The three that had ended up on the list were celery, cucumbers, and Iceberg lettuce. And of course there are plenty of other contenders, from zucchini to radishes. But let’s confine ourselves to the three featured in the story. Celery has 6—count them, 6—calories per 8-ounce piece of stalk, plus tons of fiber and water. In other words, it fills you up, not out. Cukes pack a whopping 16 calories in an entire cup of slices, plus tons of water. And the endlessly demonized Iceberg lettuce provides tons of satisfying crunch and hydrating water for, guess what, pretty close to zero calories per serving.

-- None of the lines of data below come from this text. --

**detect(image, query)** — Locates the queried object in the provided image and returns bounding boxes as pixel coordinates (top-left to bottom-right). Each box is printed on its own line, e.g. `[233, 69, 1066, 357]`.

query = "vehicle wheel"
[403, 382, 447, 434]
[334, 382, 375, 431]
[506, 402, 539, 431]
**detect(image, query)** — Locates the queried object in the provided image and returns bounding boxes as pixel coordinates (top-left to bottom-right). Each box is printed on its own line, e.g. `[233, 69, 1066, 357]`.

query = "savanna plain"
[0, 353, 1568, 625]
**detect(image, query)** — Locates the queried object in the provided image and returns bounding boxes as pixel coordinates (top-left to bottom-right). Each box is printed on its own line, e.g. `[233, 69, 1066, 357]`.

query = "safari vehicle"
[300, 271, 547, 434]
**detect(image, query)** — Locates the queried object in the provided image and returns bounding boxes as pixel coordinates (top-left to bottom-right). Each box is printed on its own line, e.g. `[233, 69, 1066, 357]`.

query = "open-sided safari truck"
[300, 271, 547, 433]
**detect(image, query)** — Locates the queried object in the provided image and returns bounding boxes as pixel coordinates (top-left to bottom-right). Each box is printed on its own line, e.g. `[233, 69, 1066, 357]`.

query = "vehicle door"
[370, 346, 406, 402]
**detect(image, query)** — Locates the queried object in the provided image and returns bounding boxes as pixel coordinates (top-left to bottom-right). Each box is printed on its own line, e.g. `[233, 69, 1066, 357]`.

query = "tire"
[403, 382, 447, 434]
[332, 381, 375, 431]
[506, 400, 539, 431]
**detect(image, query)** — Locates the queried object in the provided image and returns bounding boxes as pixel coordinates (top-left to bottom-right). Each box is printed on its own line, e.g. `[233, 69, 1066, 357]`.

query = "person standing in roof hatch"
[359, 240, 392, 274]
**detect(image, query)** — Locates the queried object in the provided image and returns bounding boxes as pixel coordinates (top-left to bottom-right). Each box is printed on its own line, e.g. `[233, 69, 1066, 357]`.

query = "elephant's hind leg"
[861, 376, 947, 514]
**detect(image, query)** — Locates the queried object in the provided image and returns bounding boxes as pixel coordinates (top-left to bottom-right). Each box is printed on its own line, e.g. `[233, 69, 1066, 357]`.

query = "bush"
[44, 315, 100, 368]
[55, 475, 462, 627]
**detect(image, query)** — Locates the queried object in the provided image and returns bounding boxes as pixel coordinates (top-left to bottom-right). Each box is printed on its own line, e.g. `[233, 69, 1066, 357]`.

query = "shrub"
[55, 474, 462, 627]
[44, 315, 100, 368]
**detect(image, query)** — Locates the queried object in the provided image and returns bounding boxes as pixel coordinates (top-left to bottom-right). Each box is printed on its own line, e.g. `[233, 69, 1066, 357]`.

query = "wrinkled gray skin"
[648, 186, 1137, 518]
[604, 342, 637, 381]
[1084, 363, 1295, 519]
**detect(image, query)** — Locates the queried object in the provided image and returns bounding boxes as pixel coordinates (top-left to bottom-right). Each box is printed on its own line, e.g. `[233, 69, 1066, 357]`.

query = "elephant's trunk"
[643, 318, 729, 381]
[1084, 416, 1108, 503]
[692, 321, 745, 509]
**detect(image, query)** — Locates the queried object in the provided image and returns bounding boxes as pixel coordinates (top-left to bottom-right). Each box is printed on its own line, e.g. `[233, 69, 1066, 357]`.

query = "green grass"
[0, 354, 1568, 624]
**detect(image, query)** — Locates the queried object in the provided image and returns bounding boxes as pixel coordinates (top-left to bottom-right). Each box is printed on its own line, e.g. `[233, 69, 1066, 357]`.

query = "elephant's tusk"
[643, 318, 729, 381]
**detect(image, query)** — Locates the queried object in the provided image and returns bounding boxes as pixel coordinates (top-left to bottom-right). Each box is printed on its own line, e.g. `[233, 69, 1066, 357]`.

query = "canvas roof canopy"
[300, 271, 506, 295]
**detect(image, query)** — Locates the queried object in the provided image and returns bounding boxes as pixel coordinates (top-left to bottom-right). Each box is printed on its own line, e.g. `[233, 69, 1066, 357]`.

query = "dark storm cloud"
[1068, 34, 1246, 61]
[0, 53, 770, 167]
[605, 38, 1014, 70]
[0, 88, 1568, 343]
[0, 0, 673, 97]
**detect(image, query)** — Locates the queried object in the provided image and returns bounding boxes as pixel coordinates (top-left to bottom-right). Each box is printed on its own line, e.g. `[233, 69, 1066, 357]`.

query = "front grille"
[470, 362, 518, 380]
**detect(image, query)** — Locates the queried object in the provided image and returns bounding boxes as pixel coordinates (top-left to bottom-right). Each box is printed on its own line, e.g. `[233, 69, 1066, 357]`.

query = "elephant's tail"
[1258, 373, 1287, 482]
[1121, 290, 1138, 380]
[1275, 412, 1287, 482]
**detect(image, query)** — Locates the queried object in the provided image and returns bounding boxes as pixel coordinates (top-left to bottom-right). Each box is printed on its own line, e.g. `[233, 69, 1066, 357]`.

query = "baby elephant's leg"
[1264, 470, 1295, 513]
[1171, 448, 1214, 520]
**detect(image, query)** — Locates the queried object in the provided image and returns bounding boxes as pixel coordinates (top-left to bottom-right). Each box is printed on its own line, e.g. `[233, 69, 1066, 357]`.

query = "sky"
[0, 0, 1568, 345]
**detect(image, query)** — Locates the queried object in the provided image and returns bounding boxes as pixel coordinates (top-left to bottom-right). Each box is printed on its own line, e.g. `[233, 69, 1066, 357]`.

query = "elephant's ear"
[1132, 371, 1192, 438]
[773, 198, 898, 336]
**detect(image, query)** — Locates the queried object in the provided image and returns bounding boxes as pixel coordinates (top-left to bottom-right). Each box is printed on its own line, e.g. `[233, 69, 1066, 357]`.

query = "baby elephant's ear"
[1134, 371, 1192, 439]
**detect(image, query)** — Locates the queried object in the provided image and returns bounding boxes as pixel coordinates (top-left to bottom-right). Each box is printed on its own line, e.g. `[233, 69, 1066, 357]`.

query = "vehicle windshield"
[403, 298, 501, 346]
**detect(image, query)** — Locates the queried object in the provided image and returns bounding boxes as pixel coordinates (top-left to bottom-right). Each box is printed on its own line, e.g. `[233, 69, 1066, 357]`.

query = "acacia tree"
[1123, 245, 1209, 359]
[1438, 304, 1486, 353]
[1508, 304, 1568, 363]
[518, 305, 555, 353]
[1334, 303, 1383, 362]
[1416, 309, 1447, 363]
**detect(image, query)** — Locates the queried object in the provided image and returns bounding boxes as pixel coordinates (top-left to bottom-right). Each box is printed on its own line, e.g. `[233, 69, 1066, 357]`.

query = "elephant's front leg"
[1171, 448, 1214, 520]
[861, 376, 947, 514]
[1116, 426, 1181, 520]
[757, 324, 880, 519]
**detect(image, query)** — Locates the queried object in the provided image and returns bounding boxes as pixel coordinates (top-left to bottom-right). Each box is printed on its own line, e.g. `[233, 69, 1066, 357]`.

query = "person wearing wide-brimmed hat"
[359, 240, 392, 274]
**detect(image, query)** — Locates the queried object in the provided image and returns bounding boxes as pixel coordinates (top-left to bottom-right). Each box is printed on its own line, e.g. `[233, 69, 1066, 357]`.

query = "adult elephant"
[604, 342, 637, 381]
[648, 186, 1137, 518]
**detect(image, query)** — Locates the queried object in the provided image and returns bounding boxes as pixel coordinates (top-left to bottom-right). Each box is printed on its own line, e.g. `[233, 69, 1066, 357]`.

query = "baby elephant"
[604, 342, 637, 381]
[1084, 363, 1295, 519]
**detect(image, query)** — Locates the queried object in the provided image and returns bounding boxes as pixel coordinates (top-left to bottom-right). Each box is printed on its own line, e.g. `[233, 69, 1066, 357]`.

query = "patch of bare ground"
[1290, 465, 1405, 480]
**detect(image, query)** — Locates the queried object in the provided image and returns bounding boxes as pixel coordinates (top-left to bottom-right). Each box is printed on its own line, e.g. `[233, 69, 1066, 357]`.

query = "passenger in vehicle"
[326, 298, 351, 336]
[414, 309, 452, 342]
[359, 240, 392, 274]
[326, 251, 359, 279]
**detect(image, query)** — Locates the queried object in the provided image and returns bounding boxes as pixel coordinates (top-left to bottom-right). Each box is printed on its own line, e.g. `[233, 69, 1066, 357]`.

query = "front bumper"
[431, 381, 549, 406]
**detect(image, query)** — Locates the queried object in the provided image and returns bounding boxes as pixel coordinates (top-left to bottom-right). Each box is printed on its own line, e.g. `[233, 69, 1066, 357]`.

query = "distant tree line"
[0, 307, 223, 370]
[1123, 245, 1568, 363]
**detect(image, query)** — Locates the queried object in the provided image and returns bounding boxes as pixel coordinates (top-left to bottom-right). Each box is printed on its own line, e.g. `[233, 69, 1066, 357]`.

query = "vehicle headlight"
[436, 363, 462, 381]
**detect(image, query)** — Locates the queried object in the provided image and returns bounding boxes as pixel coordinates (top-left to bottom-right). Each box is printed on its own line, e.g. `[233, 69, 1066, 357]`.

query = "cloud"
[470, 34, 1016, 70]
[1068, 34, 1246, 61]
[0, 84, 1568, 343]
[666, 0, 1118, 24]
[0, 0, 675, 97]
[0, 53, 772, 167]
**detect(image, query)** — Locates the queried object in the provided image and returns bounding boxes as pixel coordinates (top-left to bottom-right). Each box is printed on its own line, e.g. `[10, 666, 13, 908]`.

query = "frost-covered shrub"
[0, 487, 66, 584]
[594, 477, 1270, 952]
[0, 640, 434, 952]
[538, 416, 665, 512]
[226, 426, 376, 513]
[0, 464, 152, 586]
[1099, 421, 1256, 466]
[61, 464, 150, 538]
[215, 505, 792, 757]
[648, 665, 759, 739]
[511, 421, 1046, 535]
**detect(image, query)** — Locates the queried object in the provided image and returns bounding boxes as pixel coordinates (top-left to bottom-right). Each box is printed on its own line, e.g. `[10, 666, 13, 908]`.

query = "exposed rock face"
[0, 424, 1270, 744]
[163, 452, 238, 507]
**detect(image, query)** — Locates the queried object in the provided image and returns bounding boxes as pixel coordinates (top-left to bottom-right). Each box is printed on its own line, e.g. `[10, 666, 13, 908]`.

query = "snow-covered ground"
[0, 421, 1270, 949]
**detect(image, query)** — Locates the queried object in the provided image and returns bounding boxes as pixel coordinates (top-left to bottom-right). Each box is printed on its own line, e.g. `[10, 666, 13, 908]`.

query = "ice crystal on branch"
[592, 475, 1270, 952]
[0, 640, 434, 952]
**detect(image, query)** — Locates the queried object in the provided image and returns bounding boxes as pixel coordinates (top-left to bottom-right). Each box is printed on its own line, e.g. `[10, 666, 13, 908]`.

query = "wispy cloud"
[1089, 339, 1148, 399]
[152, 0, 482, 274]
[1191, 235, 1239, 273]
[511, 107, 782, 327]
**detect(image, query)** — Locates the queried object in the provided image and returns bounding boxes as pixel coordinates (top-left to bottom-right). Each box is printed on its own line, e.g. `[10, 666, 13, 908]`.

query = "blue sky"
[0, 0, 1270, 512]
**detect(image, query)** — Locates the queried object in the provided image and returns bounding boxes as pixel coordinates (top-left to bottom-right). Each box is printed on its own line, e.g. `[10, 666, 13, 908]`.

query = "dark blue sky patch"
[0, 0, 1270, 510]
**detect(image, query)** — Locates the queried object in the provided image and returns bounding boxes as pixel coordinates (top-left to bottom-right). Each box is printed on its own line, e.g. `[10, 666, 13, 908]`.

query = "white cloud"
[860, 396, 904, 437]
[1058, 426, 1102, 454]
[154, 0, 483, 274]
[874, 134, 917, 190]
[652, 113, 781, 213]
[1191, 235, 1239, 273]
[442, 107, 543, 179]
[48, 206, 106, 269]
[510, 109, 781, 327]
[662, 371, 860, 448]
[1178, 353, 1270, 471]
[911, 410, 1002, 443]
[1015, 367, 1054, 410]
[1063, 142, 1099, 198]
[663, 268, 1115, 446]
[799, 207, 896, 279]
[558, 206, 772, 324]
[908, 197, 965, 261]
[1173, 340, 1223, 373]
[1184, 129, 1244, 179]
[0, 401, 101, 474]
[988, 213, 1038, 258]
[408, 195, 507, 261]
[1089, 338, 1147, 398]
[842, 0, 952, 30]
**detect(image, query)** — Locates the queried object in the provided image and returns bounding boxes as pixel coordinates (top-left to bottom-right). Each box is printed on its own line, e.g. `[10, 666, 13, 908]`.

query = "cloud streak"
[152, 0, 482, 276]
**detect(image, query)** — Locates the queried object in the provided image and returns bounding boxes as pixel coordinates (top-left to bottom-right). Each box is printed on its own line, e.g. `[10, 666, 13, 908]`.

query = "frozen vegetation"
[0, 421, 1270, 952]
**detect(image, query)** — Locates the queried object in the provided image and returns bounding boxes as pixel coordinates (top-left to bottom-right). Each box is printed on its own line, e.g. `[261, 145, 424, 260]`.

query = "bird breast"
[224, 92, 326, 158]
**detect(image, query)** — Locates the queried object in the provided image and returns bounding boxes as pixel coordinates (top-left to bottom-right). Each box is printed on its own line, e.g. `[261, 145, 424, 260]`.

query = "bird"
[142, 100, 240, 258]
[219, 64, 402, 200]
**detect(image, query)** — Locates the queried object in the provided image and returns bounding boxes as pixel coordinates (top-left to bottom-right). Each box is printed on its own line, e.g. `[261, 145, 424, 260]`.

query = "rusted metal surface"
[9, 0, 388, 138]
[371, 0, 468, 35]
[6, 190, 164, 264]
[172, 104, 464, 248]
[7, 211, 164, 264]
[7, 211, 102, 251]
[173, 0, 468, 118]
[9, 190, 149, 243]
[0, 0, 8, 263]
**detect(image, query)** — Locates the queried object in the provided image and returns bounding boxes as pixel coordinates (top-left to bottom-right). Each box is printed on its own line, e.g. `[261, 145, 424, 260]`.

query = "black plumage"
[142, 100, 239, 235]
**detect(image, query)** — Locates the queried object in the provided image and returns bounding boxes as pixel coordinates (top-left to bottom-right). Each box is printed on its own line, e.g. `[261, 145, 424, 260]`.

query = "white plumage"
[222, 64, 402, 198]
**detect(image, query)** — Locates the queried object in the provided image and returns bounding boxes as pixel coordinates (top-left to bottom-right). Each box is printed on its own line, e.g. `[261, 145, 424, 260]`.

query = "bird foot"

Not that I have a bad thing to say about the author’s suggestions for substitutions: carrots, purslane, and Romaine lettuce. I love carrots. I’ve never actually eaten purslane, but I noticed a purslane plant growing as a weed in our neighbor’s vegetable bed the other day and was thinking about swiping it to add to one of our salads along with that other nutritious weedy green, baby lamb’s-quarters.
And our friend Ben and I adore Romaine lettuce and include it in all our salads, though I confess I was dumbfounded to see the author’s suggestion that you should substitute a “wedge” of Romaine for a wedge of Iceberg in a classic blue cheese crumble. I would very much like to see the author produce a wedge from a head of Romaine lettuce! Far better to use whole leaves in a luscious Caprese salad with sliced ripe tomatoes, fresh mozzarella, fresh whole basil leaves, sliced scallions, a drizzle of extra-virgin olive oil and a sprinkling of good salt. If you’re craving the classic blue cheese wedge, stick to Iceberg.
But I digress. Let’s make a salad out of the three proscribed vegetables. Tear or cut up a head of Iceberg, slice those cukes and celery stalks. Toss in chopped scallions, sliced radishes, and a few cherry tomatoes if you’d like to add more flavor, savor and crunch. Add your favorite fresh or dried herbs (we love basil, thyme and mint in salads), a squeeze of lemon or lime or a splash of balsamic (or your favorite) vinegar, a grind of black or lemon pepper, a few drops of extra-virgin olive oil, and a sprinkling of sea salt, Himalayan rock salt, or RealSalt to taste. Toss everything well, and fill your bowl.
Eat up! You’ll be getting tons of flavor, fiber and satisfaction for less than 100 calories a delicious, filling bowlful. Sure beats a 1500-calorie serving of oily fries, don’t you think?